Ora, no caso presente, o facto de o despacho recorrido, destinado à manutenção
da prisão preventiva, apenas se reportar a duas razões: a afirmação de que no
despacho proferido no termo do interrogatório judicial do arguido terem sido
exaustivamente comunicados os factos fortemente indiciados praticados pelo
arguido (que não se identificam) e a que decorre das vagas referências aos
comportamentos adoptados pelos diversos intervenientes, aponta para a adopção de
um critério normativo do qual estão ausentes as circunstâncias concretas de
tempo, lugar e modo que o recorrente impugna.
É certo que o recorrente ao identificar a dimensão normativa já o faz com uma
implícita crítica à mesma, não distinguindo claramente (o que aliás deveria ter
feito) a identificação dessa dimensão do critério de avaliação da sua validade.
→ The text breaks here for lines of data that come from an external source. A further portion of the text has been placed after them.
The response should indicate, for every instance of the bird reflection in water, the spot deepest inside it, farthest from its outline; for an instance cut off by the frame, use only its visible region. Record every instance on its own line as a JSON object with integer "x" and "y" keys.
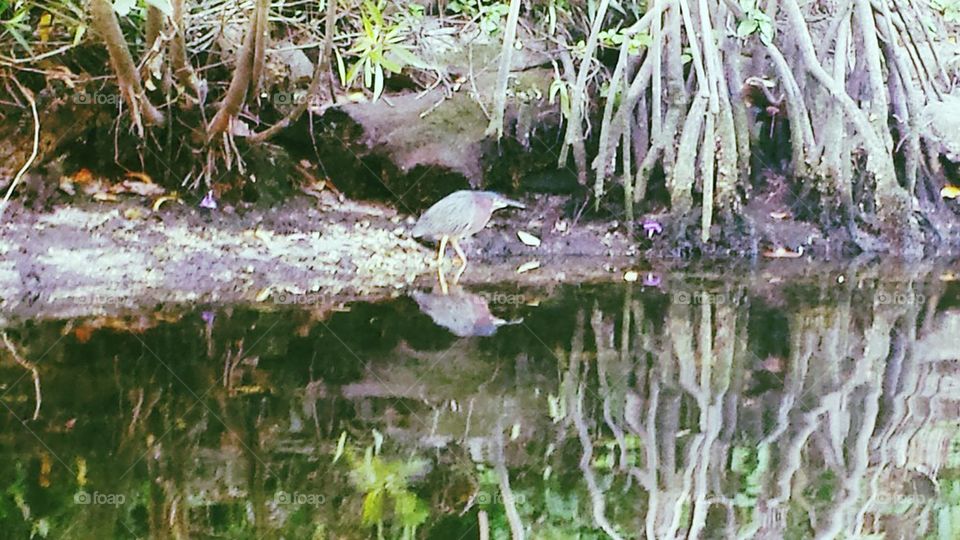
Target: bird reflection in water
{"x": 462, "y": 313}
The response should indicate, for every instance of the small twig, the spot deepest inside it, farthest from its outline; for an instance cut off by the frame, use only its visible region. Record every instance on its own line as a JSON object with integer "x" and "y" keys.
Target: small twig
{"x": 36, "y": 145}
{"x": 29, "y": 367}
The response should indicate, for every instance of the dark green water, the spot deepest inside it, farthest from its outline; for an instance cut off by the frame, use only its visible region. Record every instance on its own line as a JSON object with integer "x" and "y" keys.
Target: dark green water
{"x": 792, "y": 410}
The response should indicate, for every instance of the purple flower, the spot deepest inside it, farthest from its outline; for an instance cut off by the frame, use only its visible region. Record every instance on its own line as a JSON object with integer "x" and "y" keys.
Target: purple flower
{"x": 651, "y": 280}
{"x": 652, "y": 227}
{"x": 208, "y": 201}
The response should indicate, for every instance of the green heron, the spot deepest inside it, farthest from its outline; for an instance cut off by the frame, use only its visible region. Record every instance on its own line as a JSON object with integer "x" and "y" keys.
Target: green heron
{"x": 459, "y": 215}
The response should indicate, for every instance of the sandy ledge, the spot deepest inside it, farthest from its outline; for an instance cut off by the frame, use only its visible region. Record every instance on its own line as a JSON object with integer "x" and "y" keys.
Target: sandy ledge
{"x": 112, "y": 258}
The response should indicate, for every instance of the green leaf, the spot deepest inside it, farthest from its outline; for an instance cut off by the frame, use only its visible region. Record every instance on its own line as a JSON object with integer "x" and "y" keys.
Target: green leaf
{"x": 377, "y": 82}
{"x": 78, "y": 34}
{"x": 372, "y": 508}
{"x": 122, "y": 7}
{"x": 340, "y": 446}
{"x": 377, "y": 438}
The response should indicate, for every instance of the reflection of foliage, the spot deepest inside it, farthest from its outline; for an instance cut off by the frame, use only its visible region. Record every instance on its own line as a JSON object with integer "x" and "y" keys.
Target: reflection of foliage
{"x": 379, "y": 480}
{"x": 755, "y": 21}
{"x": 947, "y": 506}
{"x": 14, "y": 504}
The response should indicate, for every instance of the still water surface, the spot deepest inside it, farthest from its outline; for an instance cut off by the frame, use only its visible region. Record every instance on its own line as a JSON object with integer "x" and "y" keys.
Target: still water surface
{"x": 809, "y": 409}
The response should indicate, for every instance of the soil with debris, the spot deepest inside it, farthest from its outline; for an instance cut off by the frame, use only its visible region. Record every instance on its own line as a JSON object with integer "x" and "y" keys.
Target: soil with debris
{"x": 98, "y": 258}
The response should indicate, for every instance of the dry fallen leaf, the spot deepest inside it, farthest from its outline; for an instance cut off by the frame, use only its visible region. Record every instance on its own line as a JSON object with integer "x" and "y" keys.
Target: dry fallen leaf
{"x": 145, "y": 189}
{"x": 950, "y": 192}
{"x": 263, "y": 294}
{"x": 528, "y": 239}
{"x": 783, "y": 253}
{"x": 528, "y": 266}
{"x": 141, "y": 176}
{"x": 83, "y": 176}
{"x": 159, "y": 202}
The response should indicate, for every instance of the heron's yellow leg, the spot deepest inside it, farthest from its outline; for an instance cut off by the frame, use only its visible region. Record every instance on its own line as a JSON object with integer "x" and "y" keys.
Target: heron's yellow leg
{"x": 443, "y": 281}
{"x": 460, "y": 253}
{"x": 463, "y": 258}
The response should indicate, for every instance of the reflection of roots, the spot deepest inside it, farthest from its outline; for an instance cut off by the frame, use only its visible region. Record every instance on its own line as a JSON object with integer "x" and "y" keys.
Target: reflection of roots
{"x": 686, "y": 406}
{"x": 29, "y": 367}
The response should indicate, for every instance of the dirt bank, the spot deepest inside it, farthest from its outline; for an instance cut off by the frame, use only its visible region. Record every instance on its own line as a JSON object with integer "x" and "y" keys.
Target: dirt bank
{"x": 92, "y": 259}
{"x": 100, "y": 258}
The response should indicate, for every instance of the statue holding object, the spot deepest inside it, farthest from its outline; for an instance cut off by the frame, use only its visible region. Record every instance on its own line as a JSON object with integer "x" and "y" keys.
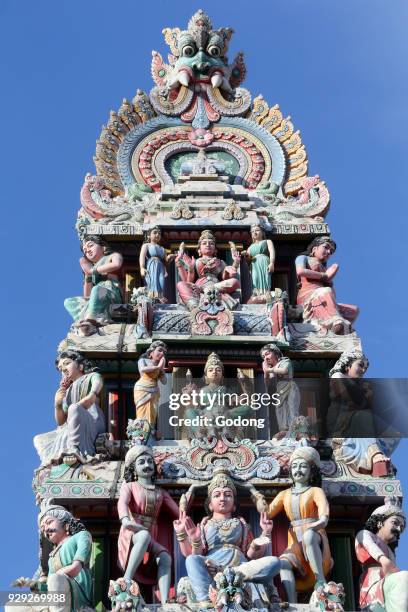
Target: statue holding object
{"x": 383, "y": 586}
{"x": 101, "y": 286}
{"x": 307, "y": 559}
{"x": 77, "y": 412}
{"x": 316, "y": 293}
{"x": 208, "y": 269}
{"x": 279, "y": 369}
{"x": 350, "y": 417}
{"x": 223, "y": 542}
{"x": 139, "y": 505}
{"x": 146, "y": 392}
{"x": 152, "y": 262}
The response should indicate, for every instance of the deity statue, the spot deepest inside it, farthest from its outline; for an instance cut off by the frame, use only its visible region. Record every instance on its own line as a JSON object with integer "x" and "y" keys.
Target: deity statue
{"x": 316, "y": 293}
{"x": 146, "y": 390}
{"x": 77, "y": 412}
{"x": 223, "y": 540}
{"x": 307, "y": 559}
{"x": 101, "y": 286}
{"x": 279, "y": 369}
{"x": 139, "y": 505}
{"x": 383, "y": 586}
{"x": 350, "y": 416}
{"x": 261, "y": 256}
{"x": 152, "y": 262}
{"x": 68, "y": 565}
{"x": 209, "y": 269}
{"x": 211, "y": 402}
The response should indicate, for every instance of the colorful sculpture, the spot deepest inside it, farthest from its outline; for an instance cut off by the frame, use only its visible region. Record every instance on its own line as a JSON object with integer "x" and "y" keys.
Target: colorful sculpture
{"x": 146, "y": 390}
{"x": 222, "y": 541}
{"x": 139, "y": 505}
{"x": 152, "y": 262}
{"x": 383, "y": 586}
{"x": 101, "y": 286}
{"x": 77, "y": 412}
{"x": 316, "y": 293}
{"x": 279, "y": 370}
{"x": 350, "y": 418}
{"x": 261, "y": 256}
{"x": 209, "y": 269}
{"x": 306, "y": 560}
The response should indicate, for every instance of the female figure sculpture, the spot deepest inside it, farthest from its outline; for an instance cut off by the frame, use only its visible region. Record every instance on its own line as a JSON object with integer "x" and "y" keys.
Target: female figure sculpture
{"x": 222, "y": 541}
{"x": 305, "y": 504}
{"x": 146, "y": 390}
{"x": 261, "y": 256}
{"x": 77, "y": 413}
{"x": 316, "y": 292}
{"x": 152, "y": 262}
{"x": 350, "y": 416}
{"x": 139, "y": 505}
{"x": 101, "y": 286}
{"x": 209, "y": 269}
{"x": 279, "y": 369}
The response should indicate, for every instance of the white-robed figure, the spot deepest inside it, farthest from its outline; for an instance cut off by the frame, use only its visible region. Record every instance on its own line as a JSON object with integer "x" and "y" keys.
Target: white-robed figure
{"x": 383, "y": 586}
{"x": 77, "y": 412}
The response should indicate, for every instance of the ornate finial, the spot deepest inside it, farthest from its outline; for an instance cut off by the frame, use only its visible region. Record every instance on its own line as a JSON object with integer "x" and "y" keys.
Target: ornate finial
{"x": 221, "y": 479}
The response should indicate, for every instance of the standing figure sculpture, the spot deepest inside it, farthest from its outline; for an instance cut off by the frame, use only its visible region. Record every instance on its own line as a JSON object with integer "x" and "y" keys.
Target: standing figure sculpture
{"x": 140, "y": 503}
{"x": 152, "y": 262}
{"x": 316, "y": 293}
{"x": 350, "y": 419}
{"x": 101, "y": 286}
{"x": 279, "y": 369}
{"x": 77, "y": 412}
{"x": 383, "y": 586}
{"x": 208, "y": 269}
{"x": 146, "y": 392}
{"x": 261, "y": 256}
{"x": 223, "y": 541}
{"x": 307, "y": 559}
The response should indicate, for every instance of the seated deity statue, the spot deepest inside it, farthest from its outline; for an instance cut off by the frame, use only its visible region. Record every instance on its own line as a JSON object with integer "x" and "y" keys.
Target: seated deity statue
{"x": 316, "y": 293}
{"x": 139, "y": 505}
{"x": 196, "y": 274}
{"x": 383, "y": 586}
{"x": 146, "y": 390}
{"x": 223, "y": 541}
{"x": 279, "y": 369}
{"x": 350, "y": 418}
{"x": 152, "y": 262}
{"x": 77, "y": 412}
{"x": 307, "y": 559}
{"x": 68, "y": 575}
{"x": 101, "y": 286}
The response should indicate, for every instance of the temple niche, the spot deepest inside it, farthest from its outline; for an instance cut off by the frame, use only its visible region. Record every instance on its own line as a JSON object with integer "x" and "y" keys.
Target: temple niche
{"x": 205, "y": 275}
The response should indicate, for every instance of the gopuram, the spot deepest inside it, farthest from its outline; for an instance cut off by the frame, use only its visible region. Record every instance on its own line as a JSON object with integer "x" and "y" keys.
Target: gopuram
{"x": 205, "y": 275}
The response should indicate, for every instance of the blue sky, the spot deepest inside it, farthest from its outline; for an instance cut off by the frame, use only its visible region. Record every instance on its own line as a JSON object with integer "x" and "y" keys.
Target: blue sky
{"x": 338, "y": 68}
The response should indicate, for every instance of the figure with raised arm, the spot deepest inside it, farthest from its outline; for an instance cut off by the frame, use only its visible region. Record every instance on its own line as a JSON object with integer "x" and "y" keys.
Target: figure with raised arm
{"x": 207, "y": 269}
{"x": 383, "y": 586}
{"x": 316, "y": 293}
{"x": 139, "y": 505}
{"x": 146, "y": 394}
{"x": 101, "y": 286}
{"x": 261, "y": 257}
{"x": 350, "y": 419}
{"x": 279, "y": 370}
{"x": 152, "y": 262}
{"x": 307, "y": 559}
{"x": 223, "y": 540}
{"x": 77, "y": 412}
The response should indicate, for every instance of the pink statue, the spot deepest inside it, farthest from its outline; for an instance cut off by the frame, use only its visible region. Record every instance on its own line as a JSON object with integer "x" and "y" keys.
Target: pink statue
{"x": 209, "y": 270}
{"x": 139, "y": 505}
{"x": 316, "y": 292}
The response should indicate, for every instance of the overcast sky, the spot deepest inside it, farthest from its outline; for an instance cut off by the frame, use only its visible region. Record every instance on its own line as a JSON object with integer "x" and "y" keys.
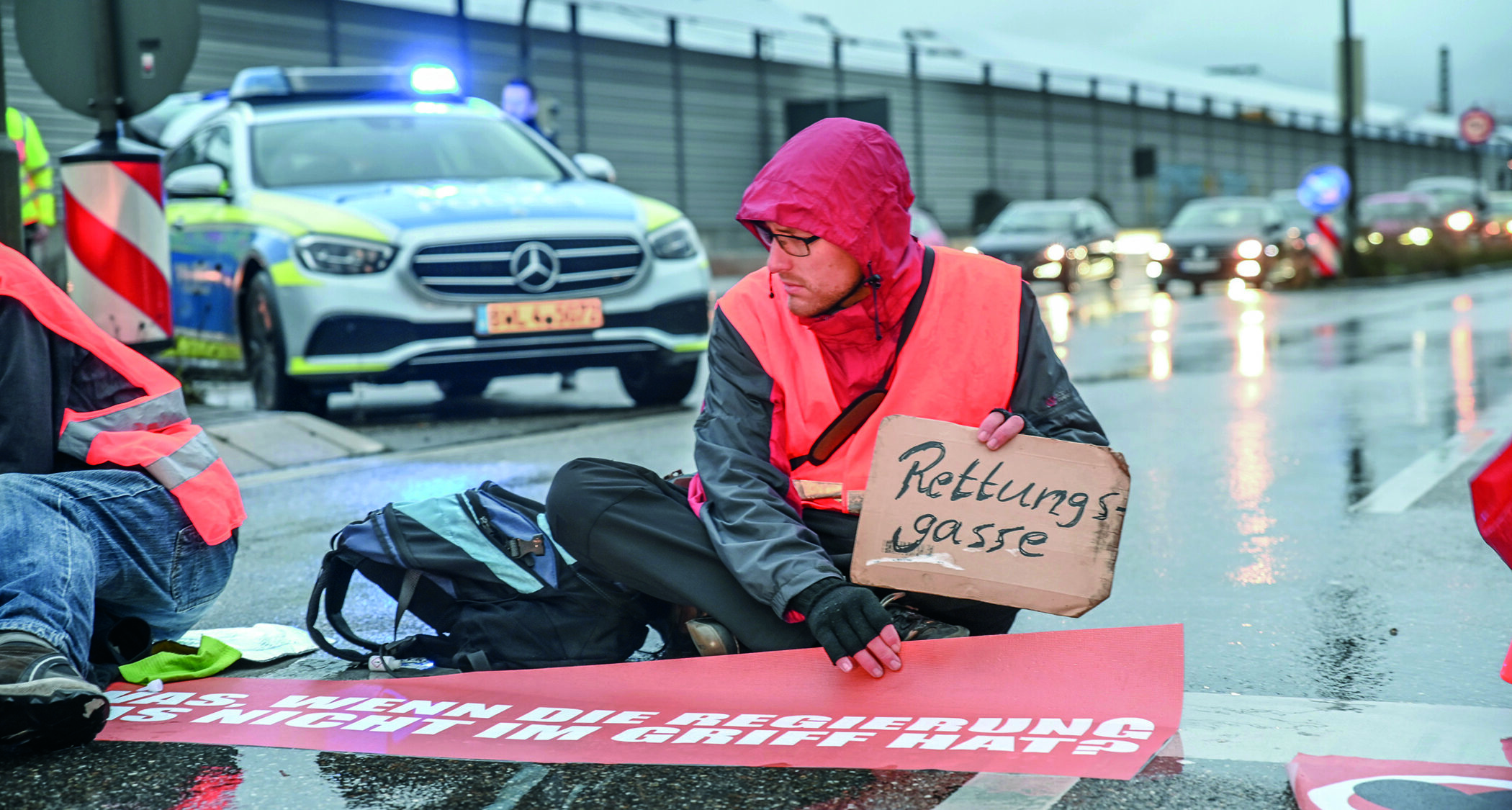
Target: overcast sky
{"x": 1290, "y": 40}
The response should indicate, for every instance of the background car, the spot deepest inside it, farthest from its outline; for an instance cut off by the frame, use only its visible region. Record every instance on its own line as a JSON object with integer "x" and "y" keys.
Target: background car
{"x": 336, "y": 225}
{"x": 1219, "y": 239}
{"x": 924, "y": 227}
{"x": 1065, "y": 240}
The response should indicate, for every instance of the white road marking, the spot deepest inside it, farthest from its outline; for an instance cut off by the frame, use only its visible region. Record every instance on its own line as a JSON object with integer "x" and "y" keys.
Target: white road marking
{"x": 519, "y": 786}
{"x": 1009, "y": 792}
{"x": 1402, "y": 490}
{"x": 1267, "y": 729}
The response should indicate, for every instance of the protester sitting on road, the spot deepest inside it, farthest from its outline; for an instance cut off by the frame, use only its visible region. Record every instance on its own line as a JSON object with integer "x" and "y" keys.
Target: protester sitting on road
{"x": 117, "y": 516}
{"x": 765, "y": 547}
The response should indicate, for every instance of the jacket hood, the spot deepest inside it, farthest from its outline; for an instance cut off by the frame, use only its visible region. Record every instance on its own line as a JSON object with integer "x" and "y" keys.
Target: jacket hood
{"x": 845, "y": 181}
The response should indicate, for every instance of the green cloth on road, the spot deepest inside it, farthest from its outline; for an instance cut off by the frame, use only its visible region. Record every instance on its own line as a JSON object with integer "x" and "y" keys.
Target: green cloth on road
{"x": 212, "y": 656}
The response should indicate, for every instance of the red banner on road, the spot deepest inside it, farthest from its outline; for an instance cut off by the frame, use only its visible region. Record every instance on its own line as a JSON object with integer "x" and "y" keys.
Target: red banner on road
{"x": 1349, "y": 783}
{"x": 1083, "y": 703}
Só aceitando essa confusão de momentos se poderá dizer que nenhum tribunal
decretaria a prisão preventiva apenas na base de formulações gerais e
abstractas. Na verdade, nunca se poderia considerar assumido um tal critério
pelo tribunal recorrido. Porém, a fixação da dimensão normativa aplicável não se
basta com a colocação do problema numa base de desentendimento linguístico sobre
o que efectivamente se fez. Reclama, antes, a interpretação jurídica do critério
de decisão que resulta dos autos analisados com todos os elementos disponíveis.
E, nessa medida, na ausência de uma formulação identificável nos autos de
concreticidade dos factos que constituíram o fundamento do juízo acerca dos
indícios suficientes, poder‑se‑á concluir que, pelo menos, na fundamentação do
despacho não se aplicou um critério que exigisse essa identificação.
A esta luz, teria tomado conhecimento da questão suscitada.